Çok özür dilerim sayın Selim bey. Ben yanlış anlamışım, demek ki aynı görüşü paylaşıyoruz.

Tekrar özür dilerim, saygılarımla...
Serius est quam cogitas.


Eylül 13, 2014, 11:18:16 öö
Yanıtla #11
  • Orta Dereceli Uye
  • **
  • İleti: 341
  • Cinsiyet: Bayan

sn Nicolus, Konu dışına çıkaracak ve her zamanki gibi muhalefet  getirecek bir iki yanıtı  çok güzel toparlayarak cevap yazmış.
Ayrıca  konu dışına çıkmadan diğer arkadaşımız da yorum katmış . Farklı fikirler taşımamız çok doğal ama asıl konudan çıkaracak  karşı atılımlar hiç doğal değil; bu baltalayıcı muhalefeti getirir;tabi kasıtlı değildir muhakkak ama bir anlık egoya dikkat etmemiz şart. Karşı fikirler olması muhtemeldir, önemli olan o karşıtı olgunlukla toparlamak çünkü bir çok karşıtlardan da yarar doğar.
         Misal:Bir arkadaşımızın konudan kaydırıcı  yazısına tekabül eden  cevabında bir şey dikkatimi çekti.  "İncilin vahiy olarak gelmediği" açıkça  bu hiç aklıma gelmemişti ve bunun beni düşündürmüş olması sevindirici  :)
Gereksiz olan bir soru olmasaydı belki bu yanıt olmayacak ve ben bunu öğrenmemiş olacaktım.

Dediğim gibi, Evrende  değişmeyen bir gerçek vardır Etki ve Tepki yasası ve biz bu yasayı değiştiremeyiz ama sonuçlarını iyi yönde şekillendirebiliriz;ve benim  burada birkaç paylaşımda buna tanık olmam kendi adıma memnun edici.

Bir arkadaşın dediği gibi bu konu çok geniş ve kapsamlı; zaten içinde kopmaz bir parçası olduğumuz Evren de bu değilmidir?
Oluşumun gerçekliği birçok kitaplara ve dinlere sığmayacak kadar geniş bir o kadar da içimizde bir noktadadır.  O nokta bir hard disk gibidir.
 "Kulağın varsa duyarsın, bakıyorsan görürsün"

Evet bu konu başlığı altında açılan bu  sayfa başkaların değil, kendi fikirlerimizin, kendi sezgilerimizin  döküleceği yer olmasını istediğim içindir.

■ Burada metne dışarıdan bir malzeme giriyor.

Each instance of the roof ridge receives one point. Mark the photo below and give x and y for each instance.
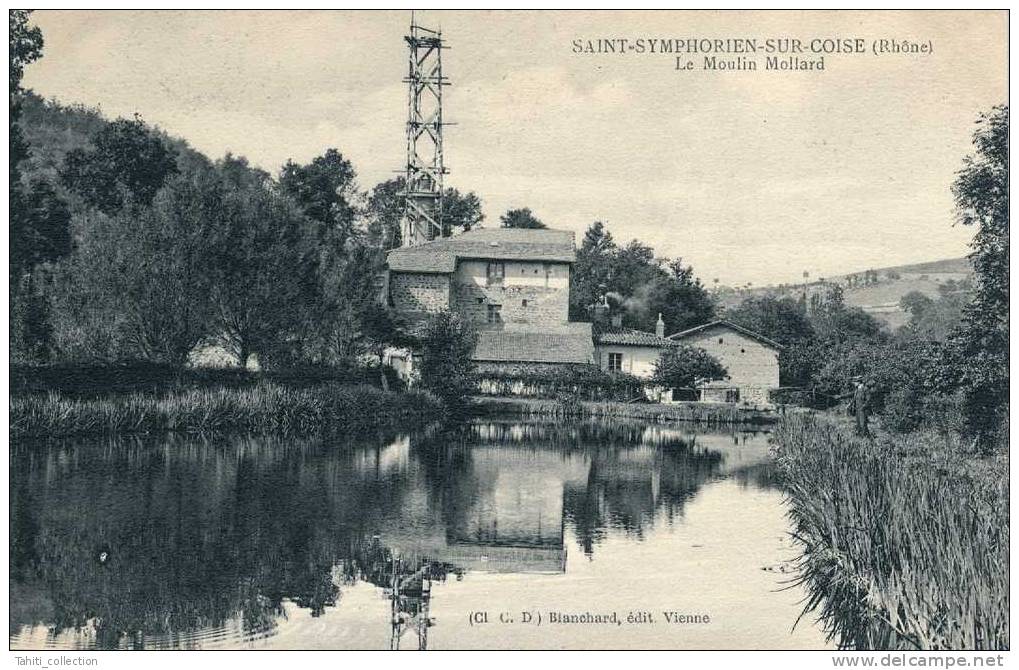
(726, 322)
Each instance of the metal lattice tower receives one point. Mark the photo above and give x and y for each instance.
(423, 212)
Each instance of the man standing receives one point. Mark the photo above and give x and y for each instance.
(861, 406)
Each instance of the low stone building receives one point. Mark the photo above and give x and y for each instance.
(512, 284)
(632, 351)
(751, 358)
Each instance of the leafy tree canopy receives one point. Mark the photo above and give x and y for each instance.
(521, 218)
(126, 164)
(683, 366)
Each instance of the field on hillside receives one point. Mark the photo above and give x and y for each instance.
(880, 299)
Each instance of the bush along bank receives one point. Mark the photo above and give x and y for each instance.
(266, 407)
(905, 539)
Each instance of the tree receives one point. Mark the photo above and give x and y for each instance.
(522, 218)
(981, 199)
(380, 330)
(683, 366)
(41, 230)
(259, 260)
(127, 165)
(326, 190)
(915, 303)
(461, 211)
(781, 319)
(25, 44)
(138, 283)
(589, 279)
(446, 367)
(384, 212)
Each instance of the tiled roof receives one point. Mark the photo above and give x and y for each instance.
(485, 243)
(721, 323)
(631, 337)
(504, 346)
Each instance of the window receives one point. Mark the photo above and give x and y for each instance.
(496, 271)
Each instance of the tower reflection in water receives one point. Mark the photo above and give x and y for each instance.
(211, 542)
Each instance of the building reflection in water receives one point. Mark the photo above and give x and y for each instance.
(210, 541)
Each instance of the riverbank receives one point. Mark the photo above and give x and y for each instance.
(266, 407)
(905, 537)
(705, 412)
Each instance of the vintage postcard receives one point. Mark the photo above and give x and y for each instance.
(508, 330)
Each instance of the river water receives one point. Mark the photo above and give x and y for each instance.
(498, 535)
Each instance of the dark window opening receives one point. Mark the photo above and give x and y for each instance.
(496, 271)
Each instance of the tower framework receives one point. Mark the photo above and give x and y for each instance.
(423, 210)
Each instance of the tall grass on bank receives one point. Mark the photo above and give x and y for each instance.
(704, 412)
(905, 540)
(263, 408)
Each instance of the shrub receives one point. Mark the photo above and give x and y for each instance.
(446, 367)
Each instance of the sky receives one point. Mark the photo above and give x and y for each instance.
(749, 176)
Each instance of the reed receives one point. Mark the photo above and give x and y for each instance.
(263, 408)
(905, 540)
(703, 412)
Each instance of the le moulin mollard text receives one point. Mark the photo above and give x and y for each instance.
(751, 54)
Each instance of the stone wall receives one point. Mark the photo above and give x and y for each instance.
(637, 360)
(419, 291)
(750, 364)
(531, 296)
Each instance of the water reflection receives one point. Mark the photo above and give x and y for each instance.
(190, 543)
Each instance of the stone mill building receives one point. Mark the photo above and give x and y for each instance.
(512, 284)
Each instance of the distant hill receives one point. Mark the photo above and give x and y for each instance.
(876, 291)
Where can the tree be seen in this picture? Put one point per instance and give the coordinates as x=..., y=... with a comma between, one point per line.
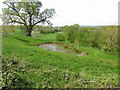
x=27, y=14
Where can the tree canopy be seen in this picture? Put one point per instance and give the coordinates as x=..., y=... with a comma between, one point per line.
x=28, y=14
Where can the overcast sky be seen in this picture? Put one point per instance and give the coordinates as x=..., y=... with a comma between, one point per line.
x=82, y=12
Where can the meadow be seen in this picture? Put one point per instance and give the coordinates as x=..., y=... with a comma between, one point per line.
x=52, y=69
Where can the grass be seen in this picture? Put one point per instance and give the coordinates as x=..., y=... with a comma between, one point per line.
x=61, y=70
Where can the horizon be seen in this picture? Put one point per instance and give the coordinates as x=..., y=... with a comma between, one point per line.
x=84, y=13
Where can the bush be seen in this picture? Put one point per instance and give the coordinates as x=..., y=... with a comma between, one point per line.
x=12, y=71
x=60, y=37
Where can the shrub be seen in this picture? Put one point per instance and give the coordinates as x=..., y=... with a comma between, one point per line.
x=11, y=73
x=60, y=37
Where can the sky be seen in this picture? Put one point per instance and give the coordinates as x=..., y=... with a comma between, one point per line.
x=82, y=12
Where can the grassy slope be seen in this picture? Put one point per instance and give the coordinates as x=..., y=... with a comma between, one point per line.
x=56, y=69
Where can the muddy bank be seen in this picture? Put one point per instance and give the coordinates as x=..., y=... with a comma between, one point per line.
x=56, y=46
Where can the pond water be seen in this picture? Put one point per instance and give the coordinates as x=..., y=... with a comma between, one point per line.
x=56, y=47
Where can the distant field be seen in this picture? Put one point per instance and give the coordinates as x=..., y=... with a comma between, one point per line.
x=56, y=69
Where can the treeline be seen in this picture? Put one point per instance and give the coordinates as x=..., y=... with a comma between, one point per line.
x=20, y=29
x=102, y=37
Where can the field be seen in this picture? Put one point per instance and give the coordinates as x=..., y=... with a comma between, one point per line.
x=54, y=69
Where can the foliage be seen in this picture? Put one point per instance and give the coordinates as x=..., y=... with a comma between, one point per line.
x=11, y=72
x=8, y=29
x=26, y=13
x=51, y=69
x=60, y=37
x=104, y=38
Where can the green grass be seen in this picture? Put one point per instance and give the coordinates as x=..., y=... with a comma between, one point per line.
x=50, y=36
x=56, y=69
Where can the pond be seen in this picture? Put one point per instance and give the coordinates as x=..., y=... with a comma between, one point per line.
x=57, y=47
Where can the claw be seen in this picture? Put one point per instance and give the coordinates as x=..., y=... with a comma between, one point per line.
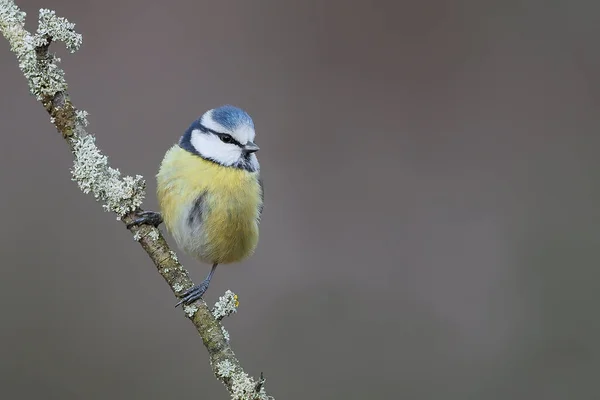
x=146, y=218
x=196, y=292
x=193, y=294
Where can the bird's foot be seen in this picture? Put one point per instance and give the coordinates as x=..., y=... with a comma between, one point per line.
x=147, y=218
x=193, y=294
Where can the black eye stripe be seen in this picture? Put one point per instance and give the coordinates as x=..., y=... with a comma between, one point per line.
x=220, y=135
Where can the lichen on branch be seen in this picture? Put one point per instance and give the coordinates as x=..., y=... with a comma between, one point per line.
x=121, y=195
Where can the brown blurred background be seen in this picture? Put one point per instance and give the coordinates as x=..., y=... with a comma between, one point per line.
x=432, y=214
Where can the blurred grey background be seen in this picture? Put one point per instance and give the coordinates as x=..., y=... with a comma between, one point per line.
x=432, y=214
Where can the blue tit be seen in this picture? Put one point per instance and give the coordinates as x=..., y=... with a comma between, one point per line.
x=210, y=192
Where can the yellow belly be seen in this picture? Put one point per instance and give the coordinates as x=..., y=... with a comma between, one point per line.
x=225, y=228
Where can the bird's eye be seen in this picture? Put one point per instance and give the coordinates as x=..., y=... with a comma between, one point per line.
x=226, y=138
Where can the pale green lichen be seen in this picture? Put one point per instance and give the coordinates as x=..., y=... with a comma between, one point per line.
x=43, y=75
x=242, y=386
x=226, y=305
x=58, y=28
x=225, y=333
x=190, y=310
x=93, y=175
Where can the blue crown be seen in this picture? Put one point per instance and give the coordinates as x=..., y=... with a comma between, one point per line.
x=231, y=117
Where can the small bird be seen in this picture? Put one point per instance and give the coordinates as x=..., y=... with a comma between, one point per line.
x=210, y=192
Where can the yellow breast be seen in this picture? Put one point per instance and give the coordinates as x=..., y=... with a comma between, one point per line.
x=221, y=227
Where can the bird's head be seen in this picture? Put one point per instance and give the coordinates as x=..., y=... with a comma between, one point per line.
x=224, y=135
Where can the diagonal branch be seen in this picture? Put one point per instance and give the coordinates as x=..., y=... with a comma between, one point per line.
x=121, y=195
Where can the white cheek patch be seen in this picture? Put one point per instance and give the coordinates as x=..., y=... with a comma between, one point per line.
x=244, y=134
x=210, y=146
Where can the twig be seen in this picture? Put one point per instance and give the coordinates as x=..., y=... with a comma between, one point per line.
x=121, y=195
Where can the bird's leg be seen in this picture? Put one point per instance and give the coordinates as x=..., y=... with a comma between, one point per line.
x=147, y=218
x=197, y=291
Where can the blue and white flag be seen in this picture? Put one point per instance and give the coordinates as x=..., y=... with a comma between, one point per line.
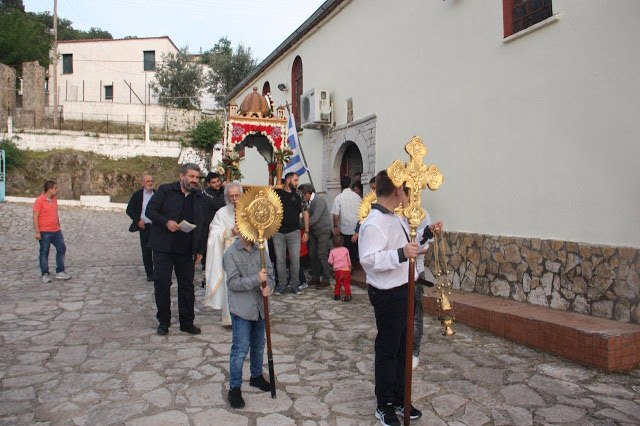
x=296, y=165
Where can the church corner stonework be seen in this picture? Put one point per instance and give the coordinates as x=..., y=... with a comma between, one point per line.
x=596, y=280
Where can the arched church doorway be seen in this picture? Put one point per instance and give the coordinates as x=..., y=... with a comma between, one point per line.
x=351, y=161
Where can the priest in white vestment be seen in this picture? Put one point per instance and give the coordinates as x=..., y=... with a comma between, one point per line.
x=222, y=233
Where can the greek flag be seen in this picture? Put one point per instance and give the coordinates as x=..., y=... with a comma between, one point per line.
x=296, y=165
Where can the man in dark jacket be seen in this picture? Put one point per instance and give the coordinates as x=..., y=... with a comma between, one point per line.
x=214, y=194
x=136, y=210
x=319, y=235
x=172, y=208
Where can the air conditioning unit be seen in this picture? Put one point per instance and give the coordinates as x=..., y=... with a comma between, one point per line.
x=315, y=109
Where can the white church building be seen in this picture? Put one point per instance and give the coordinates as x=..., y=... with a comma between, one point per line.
x=529, y=109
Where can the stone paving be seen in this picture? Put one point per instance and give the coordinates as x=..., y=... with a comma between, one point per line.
x=85, y=352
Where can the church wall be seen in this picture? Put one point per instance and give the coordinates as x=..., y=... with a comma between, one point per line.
x=537, y=138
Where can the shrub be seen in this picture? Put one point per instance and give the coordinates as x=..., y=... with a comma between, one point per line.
x=206, y=133
x=13, y=156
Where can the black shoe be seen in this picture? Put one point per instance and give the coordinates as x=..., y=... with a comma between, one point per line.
x=260, y=383
x=163, y=328
x=235, y=398
x=387, y=415
x=415, y=413
x=191, y=329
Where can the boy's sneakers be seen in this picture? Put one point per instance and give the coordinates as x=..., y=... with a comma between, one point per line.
x=415, y=413
x=387, y=415
x=260, y=383
x=235, y=398
x=62, y=276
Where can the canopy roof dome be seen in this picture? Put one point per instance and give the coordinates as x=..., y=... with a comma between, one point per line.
x=254, y=103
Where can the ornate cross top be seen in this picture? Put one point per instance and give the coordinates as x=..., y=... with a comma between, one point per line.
x=416, y=176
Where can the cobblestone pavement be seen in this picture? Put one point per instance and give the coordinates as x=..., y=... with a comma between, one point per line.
x=85, y=352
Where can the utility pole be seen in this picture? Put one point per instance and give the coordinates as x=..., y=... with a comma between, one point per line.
x=55, y=63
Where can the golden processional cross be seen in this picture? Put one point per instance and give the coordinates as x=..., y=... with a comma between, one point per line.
x=259, y=216
x=416, y=176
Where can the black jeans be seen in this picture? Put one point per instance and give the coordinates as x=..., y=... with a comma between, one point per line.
x=163, y=264
x=390, y=310
x=147, y=253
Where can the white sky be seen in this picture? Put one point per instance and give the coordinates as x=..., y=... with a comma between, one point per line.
x=259, y=24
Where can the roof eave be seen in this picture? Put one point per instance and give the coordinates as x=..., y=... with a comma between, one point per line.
x=319, y=15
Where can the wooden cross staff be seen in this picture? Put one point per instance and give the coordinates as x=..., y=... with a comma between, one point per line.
x=415, y=176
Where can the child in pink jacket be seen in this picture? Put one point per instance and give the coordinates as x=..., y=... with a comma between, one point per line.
x=341, y=262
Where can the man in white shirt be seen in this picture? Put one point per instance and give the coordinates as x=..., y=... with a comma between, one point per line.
x=384, y=253
x=345, y=216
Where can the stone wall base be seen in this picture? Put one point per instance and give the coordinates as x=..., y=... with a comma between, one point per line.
x=598, y=280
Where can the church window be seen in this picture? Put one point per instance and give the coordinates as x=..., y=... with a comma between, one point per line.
x=521, y=14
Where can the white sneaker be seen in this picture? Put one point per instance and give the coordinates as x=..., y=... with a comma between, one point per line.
x=62, y=276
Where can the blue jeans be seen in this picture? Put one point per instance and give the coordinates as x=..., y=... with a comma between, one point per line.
x=247, y=336
x=57, y=240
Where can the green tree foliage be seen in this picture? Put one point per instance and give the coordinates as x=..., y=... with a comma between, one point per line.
x=13, y=156
x=228, y=68
x=206, y=133
x=22, y=40
x=180, y=81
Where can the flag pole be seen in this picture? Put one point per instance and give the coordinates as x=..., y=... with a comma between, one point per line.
x=302, y=150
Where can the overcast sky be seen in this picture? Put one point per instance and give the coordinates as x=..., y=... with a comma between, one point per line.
x=259, y=24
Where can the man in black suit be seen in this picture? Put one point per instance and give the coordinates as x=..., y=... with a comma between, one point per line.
x=176, y=247
x=140, y=222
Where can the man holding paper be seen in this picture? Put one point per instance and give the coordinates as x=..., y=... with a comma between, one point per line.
x=178, y=239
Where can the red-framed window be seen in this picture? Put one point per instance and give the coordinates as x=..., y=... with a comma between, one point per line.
x=296, y=88
x=521, y=14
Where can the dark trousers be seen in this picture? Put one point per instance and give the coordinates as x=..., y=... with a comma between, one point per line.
x=147, y=253
x=163, y=264
x=352, y=247
x=390, y=310
x=57, y=240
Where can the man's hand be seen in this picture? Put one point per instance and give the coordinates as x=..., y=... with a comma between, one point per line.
x=411, y=250
x=266, y=291
x=436, y=227
x=172, y=226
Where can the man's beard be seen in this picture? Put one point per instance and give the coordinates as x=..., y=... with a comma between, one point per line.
x=186, y=186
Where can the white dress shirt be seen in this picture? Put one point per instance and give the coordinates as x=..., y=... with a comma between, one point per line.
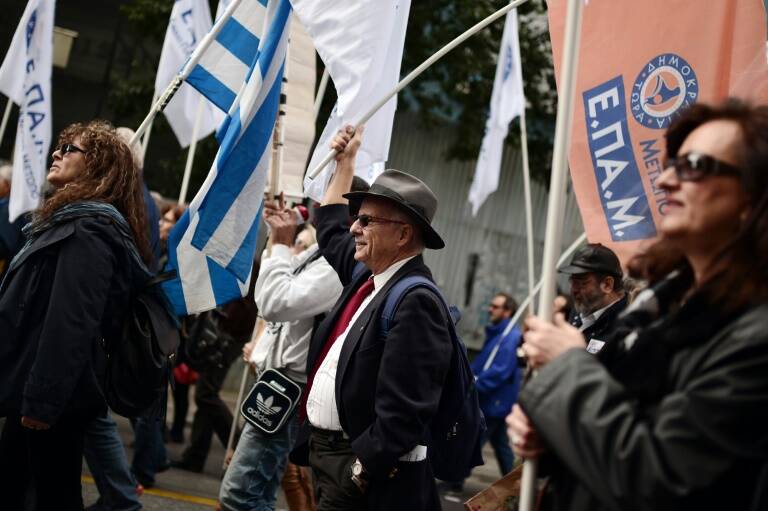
x=321, y=402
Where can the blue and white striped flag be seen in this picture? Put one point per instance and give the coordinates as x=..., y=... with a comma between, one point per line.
x=223, y=68
x=213, y=245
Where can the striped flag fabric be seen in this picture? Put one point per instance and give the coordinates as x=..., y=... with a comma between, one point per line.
x=223, y=68
x=213, y=245
x=189, y=22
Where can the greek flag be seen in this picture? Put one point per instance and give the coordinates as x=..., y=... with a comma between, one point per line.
x=223, y=68
x=212, y=247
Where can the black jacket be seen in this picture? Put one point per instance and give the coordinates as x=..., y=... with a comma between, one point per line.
x=387, y=391
x=69, y=289
x=695, y=440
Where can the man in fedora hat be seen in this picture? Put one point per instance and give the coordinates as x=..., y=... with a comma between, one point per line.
x=597, y=289
x=370, y=400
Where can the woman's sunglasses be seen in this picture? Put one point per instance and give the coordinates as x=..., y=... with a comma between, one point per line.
x=696, y=166
x=70, y=148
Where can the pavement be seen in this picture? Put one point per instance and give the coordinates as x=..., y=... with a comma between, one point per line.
x=177, y=489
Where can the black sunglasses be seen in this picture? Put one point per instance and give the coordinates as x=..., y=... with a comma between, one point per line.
x=696, y=166
x=365, y=220
x=70, y=148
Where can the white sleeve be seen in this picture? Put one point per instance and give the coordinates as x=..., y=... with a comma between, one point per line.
x=283, y=296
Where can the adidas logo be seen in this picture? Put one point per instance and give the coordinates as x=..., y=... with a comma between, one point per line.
x=265, y=405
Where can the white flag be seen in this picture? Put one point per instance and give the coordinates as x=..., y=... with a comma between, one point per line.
x=25, y=77
x=190, y=21
x=507, y=102
x=361, y=44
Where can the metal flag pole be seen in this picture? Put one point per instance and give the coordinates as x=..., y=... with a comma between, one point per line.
x=178, y=80
x=6, y=116
x=235, y=417
x=191, y=151
x=528, y=208
x=145, y=139
x=556, y=204
x=416, y=72
x=321, y=92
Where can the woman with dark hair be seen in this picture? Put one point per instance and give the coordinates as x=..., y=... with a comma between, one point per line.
x=679, y=418
x=66, y=291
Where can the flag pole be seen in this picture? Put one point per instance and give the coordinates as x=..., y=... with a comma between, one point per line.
x=556, y=207
x=528, y=207
x=235, y=417
x=6, y=116
x=191, y=151
x=321, y=91
x=178, y=80
x=145, y=139
x=416, y=72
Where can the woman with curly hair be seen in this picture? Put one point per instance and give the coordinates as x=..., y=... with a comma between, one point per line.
x=65, y=292
x=677, y=419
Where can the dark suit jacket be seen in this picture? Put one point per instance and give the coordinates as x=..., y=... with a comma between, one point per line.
x=387, y=390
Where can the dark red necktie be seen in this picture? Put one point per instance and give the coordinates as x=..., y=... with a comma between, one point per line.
x=341, y=325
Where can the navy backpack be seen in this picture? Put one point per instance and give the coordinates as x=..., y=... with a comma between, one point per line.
x=458, y=427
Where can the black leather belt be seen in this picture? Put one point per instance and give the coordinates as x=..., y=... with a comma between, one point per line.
x=334, y=436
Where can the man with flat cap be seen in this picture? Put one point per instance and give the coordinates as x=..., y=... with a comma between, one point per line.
x=597, y=289
x=370, y=400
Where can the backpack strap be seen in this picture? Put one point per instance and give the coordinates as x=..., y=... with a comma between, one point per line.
x=401, y=288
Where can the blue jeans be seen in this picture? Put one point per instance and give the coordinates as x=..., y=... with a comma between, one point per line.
x=497, y=435
x=149, y=449
x=254, y=475
x=105, y=455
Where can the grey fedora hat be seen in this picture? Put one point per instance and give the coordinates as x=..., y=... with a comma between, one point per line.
x=410, y=194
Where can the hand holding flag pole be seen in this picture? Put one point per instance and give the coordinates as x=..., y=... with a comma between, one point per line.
x=416, y=72
x=166, y=96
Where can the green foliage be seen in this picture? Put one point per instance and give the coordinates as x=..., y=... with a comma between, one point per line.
x=458, y=87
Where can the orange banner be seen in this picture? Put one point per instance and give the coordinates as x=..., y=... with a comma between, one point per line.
x=640, y=64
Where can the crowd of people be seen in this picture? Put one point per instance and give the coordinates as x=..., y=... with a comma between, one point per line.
x=651, y=385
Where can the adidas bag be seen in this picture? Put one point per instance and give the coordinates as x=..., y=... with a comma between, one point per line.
x=271, y=402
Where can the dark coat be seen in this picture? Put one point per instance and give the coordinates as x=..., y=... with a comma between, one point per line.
x=387, y=391
x=68, y=290
x=696, y=440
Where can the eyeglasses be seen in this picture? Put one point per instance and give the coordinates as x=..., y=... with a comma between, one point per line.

Fakat "aklın söyledikleri kabul edilmeli ve saygıyla incelenmelidir"Kybalion.

İsterseniz tekrar başa dönelim ve Eri ile Dişil evliliğini inceleyelim. Yine Kitap denildi ve orada tıkanıldı.
Eril olan üç ve dişil olan dört evliliği ?






Sevgi ile kalın


Eylül 13, 2014, 11:40:49 öö
Yanıtla #12
  • Orta Dereceli Uye
  • **
  • İleti: 201
  • Cinsiyet: Bay

Şu evlilik olayını merak ettim ve az da olsa bir şeyler öğrenebilmek için biraz araştırdım. Araştırmalarım arasında beğendiğim bir metni sizlerle paylaşmak isterim:

"Beş sayısı, eril ve aktif prensibi temsil eden üç ile dişil ve pasif prensibi temsil eden iki sayısının toplamıdır. Beş aynı zamanda meditasyonun, dinin, faaliyetin, çok yönlülüğün ve doğu ezoterizmi dışındaki ekollerde beş duyunun sembolüdür. Beş sayısı insanla ilişkilendirilir, insanın iyi ve kötünün bir karışımı olması gibi, bir tek ve bir çift sayıdan oluşmuştur. Ayrıca hieros gamos’un1 da temsilidir. Dişil olan, iki rakamının; eril olan, üç rakamı ile birleşmesi evlilik sayısıdır ve bu haliyle erkek ve kadının birliğini de ifade eden bir sayıdır.

Tezahür etmiş olanı, ilahi iradeyi, şuurlanmış insanı, maddeye bağımlılıktan kurtulmayı, ayrıca yer ile göğün evliliğini temsil eder. Sayı dizisinde ilk çift ve tek sayının toplamından oluştuğu için beş sayısında varolan bu birleştiricilik ve merkezilik özellliği onun madde ve biçimde, denge ve uyumu sağladığı görüşünü ortaya koyar. Tam merkezilik sembolüdür.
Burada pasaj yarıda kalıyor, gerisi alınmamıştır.